DESCRIPTION (provided by applicant): Despite the identification of several promising drug targets and a vastly expanded understanding in the pathoetiology of the disease, no drug has ever been approved for the treatment of childhood-onset SLE (cSLE). Reasons for this profound dearth of approved treatments for cSLE include the lack of well validated, high-performing outcome and response measures for use in clinical trials to accurately capture relevant treatment benefits, both from a physician and a patient perspective. The objective of this application is to validate and calibrate measures of clinically relevant changes in cSLE as rated by the treating physician and patients with cSLE. The principal hypothesis to be tested is that improved response and outcome measures facilitate the accurate delineation of clinically relevant treatment effects in cSLE. In our approach to this study, we will take advantage of available longitudinal data from well-phenotyped cSLE cohorts from South America, the United States of America, and the United Kingdom (n= >1,800), besides prospectively collecting longitudinal data on 100 cSLE patients. We will test the principal hypothesis and achieve the objective of this application by pursuing the following specific aims: 1: To comprehensively validate the Preliminary Criteria of cSLE Flare, using prospective cSLE registries with the goal of achieving ACR/ EULAR endorsement. Aim 2: To provide enhanced tools for capturing clinically relevant Response to Therapy with cSLE. Aim 3: To develop an improved scoring algorithm for quantifying cSLE-associated Damage. Aim 4: To validate the PROMIS (Patient-Reported Outcomes Measurement Information System) Pediatric Short Forms in cSLE, focusing on clinically relevant changes over time. Upon completion of this research, enhanced outcome measures will be available that are ready for use as endpoints in clinical trials of cSLE. These are destined to simplify the conduct of adequately powered & less costly clinical trials of novel medications for children and adolescents with cSLE. Furthermore, we will delineate clinically relevant changes in cSLE from a patient perspective, capitalizing on the superior scaling properties offered by the NIH PROMIS Item Banks.

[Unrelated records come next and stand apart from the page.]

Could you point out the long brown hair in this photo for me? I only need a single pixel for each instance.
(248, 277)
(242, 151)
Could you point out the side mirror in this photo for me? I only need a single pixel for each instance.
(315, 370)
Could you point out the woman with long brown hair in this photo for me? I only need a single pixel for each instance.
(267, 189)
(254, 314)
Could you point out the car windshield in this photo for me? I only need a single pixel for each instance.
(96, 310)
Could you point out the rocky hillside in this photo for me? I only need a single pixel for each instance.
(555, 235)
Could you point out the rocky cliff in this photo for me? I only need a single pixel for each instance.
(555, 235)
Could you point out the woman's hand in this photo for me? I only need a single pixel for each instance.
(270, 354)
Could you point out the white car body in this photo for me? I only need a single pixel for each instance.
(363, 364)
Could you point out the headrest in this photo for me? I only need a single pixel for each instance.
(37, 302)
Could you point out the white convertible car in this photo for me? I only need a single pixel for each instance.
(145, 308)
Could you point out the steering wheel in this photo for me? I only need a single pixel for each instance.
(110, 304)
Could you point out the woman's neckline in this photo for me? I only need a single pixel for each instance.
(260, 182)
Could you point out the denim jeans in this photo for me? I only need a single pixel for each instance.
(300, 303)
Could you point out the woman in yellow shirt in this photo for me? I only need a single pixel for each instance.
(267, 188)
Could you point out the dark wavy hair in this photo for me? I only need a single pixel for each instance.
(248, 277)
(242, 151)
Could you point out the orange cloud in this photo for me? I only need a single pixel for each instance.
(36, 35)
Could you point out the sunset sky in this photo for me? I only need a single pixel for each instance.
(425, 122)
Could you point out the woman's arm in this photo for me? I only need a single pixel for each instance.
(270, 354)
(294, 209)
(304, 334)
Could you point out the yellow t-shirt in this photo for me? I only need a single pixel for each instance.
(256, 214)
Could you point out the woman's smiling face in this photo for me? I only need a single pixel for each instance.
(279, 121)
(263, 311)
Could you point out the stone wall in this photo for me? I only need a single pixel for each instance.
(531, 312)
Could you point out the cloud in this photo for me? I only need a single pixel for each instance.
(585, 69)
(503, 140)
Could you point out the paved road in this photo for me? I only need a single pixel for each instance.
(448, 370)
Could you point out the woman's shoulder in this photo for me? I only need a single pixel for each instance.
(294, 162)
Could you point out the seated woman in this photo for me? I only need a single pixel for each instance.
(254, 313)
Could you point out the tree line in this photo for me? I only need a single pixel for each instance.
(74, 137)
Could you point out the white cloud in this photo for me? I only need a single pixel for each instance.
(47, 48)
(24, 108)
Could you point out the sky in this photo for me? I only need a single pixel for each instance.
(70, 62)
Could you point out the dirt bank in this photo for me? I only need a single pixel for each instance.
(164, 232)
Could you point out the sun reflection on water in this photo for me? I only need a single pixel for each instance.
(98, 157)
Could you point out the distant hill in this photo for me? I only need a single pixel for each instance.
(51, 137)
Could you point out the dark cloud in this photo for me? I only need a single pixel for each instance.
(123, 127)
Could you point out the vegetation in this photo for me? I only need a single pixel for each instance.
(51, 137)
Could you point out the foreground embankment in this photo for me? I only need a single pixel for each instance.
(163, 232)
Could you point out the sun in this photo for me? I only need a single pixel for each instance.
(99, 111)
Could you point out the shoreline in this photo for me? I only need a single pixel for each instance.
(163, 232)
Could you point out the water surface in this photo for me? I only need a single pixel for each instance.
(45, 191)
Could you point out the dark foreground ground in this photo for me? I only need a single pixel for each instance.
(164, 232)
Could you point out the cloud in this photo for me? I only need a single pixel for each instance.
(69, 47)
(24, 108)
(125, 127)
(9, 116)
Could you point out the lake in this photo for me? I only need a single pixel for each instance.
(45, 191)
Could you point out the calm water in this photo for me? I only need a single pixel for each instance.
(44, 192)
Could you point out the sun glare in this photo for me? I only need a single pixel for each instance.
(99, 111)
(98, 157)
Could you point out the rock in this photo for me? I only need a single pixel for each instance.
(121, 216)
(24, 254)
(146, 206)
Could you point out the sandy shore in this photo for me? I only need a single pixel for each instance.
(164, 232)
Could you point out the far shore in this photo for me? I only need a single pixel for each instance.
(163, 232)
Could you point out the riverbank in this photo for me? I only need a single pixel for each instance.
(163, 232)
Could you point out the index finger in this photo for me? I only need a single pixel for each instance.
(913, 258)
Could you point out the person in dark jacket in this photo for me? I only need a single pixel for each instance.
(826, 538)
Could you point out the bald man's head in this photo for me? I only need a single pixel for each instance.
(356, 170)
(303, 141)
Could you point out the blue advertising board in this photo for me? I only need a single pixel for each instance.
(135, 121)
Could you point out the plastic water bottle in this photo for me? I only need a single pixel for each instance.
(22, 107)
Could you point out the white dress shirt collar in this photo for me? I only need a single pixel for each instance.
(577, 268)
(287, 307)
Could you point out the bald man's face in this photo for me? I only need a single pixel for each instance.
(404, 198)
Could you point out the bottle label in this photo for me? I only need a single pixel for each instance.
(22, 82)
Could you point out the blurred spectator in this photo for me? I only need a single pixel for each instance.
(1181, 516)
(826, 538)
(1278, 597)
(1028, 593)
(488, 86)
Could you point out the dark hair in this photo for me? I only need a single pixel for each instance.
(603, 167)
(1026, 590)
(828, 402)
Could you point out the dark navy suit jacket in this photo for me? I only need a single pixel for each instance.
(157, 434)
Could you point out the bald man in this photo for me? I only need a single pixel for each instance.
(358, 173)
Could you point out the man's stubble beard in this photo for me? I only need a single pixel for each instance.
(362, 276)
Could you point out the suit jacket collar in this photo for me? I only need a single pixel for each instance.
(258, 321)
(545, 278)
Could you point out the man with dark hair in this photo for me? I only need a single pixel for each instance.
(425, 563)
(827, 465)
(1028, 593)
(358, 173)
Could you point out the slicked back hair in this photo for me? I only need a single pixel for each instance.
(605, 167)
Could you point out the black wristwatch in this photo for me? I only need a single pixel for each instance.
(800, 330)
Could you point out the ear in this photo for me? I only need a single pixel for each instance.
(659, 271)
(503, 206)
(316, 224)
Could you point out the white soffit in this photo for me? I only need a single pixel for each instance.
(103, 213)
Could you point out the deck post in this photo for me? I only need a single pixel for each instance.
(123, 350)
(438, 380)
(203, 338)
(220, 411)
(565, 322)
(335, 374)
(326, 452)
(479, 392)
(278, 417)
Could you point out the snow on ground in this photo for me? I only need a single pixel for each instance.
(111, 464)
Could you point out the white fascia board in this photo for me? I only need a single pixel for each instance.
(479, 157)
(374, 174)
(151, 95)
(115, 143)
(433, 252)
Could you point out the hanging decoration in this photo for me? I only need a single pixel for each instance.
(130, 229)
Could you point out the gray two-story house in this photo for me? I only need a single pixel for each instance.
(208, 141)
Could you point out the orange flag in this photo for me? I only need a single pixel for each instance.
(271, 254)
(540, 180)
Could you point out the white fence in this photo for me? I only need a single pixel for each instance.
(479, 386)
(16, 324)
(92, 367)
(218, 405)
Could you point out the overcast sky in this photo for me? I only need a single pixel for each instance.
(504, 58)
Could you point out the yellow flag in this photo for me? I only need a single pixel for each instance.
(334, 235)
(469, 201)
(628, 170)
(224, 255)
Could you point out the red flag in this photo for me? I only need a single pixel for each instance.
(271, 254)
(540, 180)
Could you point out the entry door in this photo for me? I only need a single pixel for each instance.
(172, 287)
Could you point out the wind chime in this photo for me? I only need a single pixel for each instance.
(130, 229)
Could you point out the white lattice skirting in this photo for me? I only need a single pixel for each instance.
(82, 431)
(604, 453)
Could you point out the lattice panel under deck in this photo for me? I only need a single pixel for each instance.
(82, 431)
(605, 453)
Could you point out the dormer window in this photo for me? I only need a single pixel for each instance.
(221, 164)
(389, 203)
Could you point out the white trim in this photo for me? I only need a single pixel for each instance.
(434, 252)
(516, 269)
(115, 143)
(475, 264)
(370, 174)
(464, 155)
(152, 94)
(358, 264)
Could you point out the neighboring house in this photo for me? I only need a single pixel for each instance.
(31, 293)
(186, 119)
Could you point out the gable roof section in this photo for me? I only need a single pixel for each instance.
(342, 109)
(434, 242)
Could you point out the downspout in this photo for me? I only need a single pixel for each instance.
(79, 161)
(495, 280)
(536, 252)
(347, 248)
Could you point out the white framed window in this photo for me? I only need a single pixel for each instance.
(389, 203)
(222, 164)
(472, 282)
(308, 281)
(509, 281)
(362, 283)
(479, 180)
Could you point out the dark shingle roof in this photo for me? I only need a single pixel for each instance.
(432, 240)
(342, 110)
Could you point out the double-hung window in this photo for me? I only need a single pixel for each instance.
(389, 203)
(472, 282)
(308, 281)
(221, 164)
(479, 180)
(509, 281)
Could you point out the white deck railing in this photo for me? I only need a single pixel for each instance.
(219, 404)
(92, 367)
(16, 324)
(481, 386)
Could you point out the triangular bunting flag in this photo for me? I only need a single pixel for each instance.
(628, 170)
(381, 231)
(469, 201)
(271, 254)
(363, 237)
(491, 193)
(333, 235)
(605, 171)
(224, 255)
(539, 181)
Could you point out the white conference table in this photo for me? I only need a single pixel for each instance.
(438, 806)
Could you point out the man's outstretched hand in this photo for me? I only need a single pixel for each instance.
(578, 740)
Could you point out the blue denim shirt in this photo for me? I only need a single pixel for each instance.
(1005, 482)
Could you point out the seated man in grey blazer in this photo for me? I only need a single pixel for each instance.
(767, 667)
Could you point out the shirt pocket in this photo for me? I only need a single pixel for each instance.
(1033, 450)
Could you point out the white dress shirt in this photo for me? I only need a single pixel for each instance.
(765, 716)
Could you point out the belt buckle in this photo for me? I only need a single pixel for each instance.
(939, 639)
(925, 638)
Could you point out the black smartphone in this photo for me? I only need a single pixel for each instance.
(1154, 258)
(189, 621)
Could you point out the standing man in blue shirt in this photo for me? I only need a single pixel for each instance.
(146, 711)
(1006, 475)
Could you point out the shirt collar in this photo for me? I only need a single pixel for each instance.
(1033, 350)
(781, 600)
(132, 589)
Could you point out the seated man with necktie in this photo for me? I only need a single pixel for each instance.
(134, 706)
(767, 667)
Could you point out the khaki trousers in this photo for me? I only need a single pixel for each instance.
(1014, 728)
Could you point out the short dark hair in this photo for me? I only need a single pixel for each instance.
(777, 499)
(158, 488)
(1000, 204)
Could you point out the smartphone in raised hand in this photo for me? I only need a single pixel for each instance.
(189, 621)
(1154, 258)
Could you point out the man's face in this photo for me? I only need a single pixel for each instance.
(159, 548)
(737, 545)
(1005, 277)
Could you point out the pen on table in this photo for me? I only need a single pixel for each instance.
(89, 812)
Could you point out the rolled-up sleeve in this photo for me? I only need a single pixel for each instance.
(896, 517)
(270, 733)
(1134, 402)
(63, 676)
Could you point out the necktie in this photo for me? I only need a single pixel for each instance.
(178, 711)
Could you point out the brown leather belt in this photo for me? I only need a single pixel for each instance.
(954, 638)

描述（由申请人提供）：尽管已经确定了几个有希望的药物靶点，并且对该疾病的病理学有了极大的了解，但还没有药物被批准用于治疗儿童期 SLE（cSLE）。经批准的 cSLE 治疗方法严重缺乏的原因包括缺乏经过充分验证的、高性能的结果和反应措施，用于临床试验，以从医生和患者的角度准确捕捉相关的治疗益处。此应用程序的目的是验证和校准由治疗医生和 cSLE 患者评定的 cSLE 临床相关变化的测量值。要测试的主要假设是，改善的反应和结果测量有助于准确描述 cSLE 的临床相关治疗效果。 在我们的研究方法中，除了前瞻性地收集 100 个 cSLE 的纵向数据外，我们还将利用来自南美洲、美国和英国 (n= >1,800) 的表型良好的 cSLE 队列的可用纵向数据患者。 我们将通过追求以下具体目标来测试主要假设并实现本申请的目标： 1：使用前瞻性 cSLE 注册中心全面验证 cSLE Flare 的初步标准，以实现 ACR/EULAR 认可。目标 2：提供增强工具来捕获 cSLE 治疗的临床相关反应。 目标 3：开发一种改进的评分算法来量化 cSLE 相关损伤。 目标 4：验证 cSLE 中的 PROMIS（患者报告结果测量信息系统）儿科简表，重点关注随时间推移的临床相关变化。这项研究完成后，将提供增强的结果测量，可用作 cSLE 临床试验的终点。这些旨在简化针对患有 cSLE 的儿童和青少年的新型药物的充分动力和成本较低的临床试验的进行。此外，我们将从患者的角度描绘 cSLE 的临床相关变化，利用 NIH PROMIS 项目库提供的卓越缩放特性。